Quando se faz um projeto sustentável, deve-se buscar que ele também seja econômico em recursos, energia, materiais e tempo. É a forma de torná-lo viável. Entretanto, ser econômico e ter foco na saúde humana não quer dizer que o projeto é sustentável. Um edifício, por exemplo, construído sobre uma duna ou que não tenha buscado aproveitar estruturas preexistentes não terá causado menos impacto se trouxer imagens de florestas ou tiver a forma das penas das aves.

No interior de um grande hospital, evocar o fundo do mar através de pinturas, para fazer relaxar os pacientes, pode ser muito valioso. No aeroporto, criar morros de grama sintética pode realmente fazer bem para as pessoas. São tipologias criadas para muito distantes da natureza, são ambientes excessivamente artificiais. Nos shoppings e nas grandes torres corporativas, as pessoas podem se beneficiar de cenarizações e plantas artificiais mas estas tipologias precisam realmente ser tão apartadas da natureza? Se a resposta for sim, vamos lá, vamos tentar diminuir o desconforto das pessoas mas o amor à vida, neste caso, não é amor verdadeiro.
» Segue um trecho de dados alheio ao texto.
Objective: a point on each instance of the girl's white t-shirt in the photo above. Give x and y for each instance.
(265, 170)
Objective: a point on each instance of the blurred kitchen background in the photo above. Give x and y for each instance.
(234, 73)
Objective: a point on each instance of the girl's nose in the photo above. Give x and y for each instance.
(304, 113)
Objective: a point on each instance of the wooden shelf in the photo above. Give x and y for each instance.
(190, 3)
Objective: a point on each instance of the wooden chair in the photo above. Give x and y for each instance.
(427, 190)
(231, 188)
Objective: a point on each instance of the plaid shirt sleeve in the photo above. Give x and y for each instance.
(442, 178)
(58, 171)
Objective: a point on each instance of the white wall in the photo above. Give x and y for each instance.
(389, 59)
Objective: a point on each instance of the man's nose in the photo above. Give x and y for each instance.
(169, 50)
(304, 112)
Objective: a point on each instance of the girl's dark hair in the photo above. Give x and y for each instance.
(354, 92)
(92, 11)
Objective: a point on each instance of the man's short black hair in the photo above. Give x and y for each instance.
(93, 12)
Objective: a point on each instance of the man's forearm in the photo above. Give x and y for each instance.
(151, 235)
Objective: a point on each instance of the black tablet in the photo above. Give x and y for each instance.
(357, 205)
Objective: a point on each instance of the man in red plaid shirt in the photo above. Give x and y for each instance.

Os padrões, características e métricas de design biofílico consideram o que é sensorial e sensível do ser humano na presença com elementos da natureza. Talvez devamos incorporar também às lições de Design Biofílico aquelas de reduzir, reutilizar, reciclar, conter desperdícios, preocupar-se com a procedência dos produtos, usar mais materiais locais e entender que, às vezes, o que parece “ecológico” não é de fato o mais ecológico. Tenho certeza que Edward Wilson, o que primeiro usou o termo biofilia, e que era apaixonado observador das formigas tinha em mente, que nós observássemos nosso meio, os recursos disponíveis e, em nossas respostas, amássemos e protegêssemos a natureza.

Priscilla Ramalho Lepre e Aguinaldo Santos (5) afirmam que epistemologia ortodoxa do design não é suficiente para contemplar os novos papéis do designer na sociedade. Da mesma forma, os princípios do design biofílico, da forma como estão postulados, não são suficientes para muda a relação dos profissionais e dos usuários com a natureza. Convergimos à conclusão de que a revisão da epistemologia de maneira que inclua todas as dimensões da sustentabilidade é fundamental e implica na mudança do propósito do profissional de design e de arquitetura. Mudanças no comportamento de consumo da sociedade precisam estar relacionadas à ética do desenvolvimento sustentável e à busca de igualdade social.

E, quanto ao design biofílico ser nominalmente incorporado ao projeto pedagógico das escolas de arquitetura e de design, isto é fetiche. As tradicionais disciplinas de arquitetura, paisagem, design, urbanismo e tecnologia evoluem, se transformam e podem incorporar cada vez mais a questão ambiental. Importante é que isto seja feito com crítica e com qualidade.

notas

1
LEPRE, Priscilla Ramalho; SANTOS, Aguinaldo dos. Implicações da sustentabilidade no escopo de atuação do design. Revista Estudos em Design, v. 16, n. 2, Rio de Janeiro, 2008. p. 6.

2
VEZZOLI, Carlo et al. Product-Service System Design for Sustainability. Sheffield, Greenleaf Publishing Limited, 2014. p. 4.

3
SALINGAROS, Nikos. The Biophilic Index Predicts Healing Effects of the Built Environment. JBU, Journal of Biourbanism, v. 8, n. 1, International Society of Biourbanism, Feb. 2019, p. 13-34.

4
BROWNING, William.; RYAN, Catherine; CLANCY, Joseph. 14 Patterns of Biophilic Design. New York, Terrapin Bright Green, LLC, 2014.

5
LEPRE, Priscilla Ramalho; SANTOS, Aguinaldo dos. Op. cit., p. 10.

sobre o autor

Francine Gramacho Sakata é arquiteta e urbanista (1997), mestre em estruturas ambientais urbanas (2008) e doutora em arquitetura e urbanismo (2017) pela FAU USP, onde é professora de paisagismo e pesquisadora associada ao Laboratório Quapá. Desenvolve projetos através da RGM Arquitetos e publicou os livros Paisagismo ubano: requalificação ou criação de imagens e Parques Urbanos no Brasil, junto com Silvio Macedo.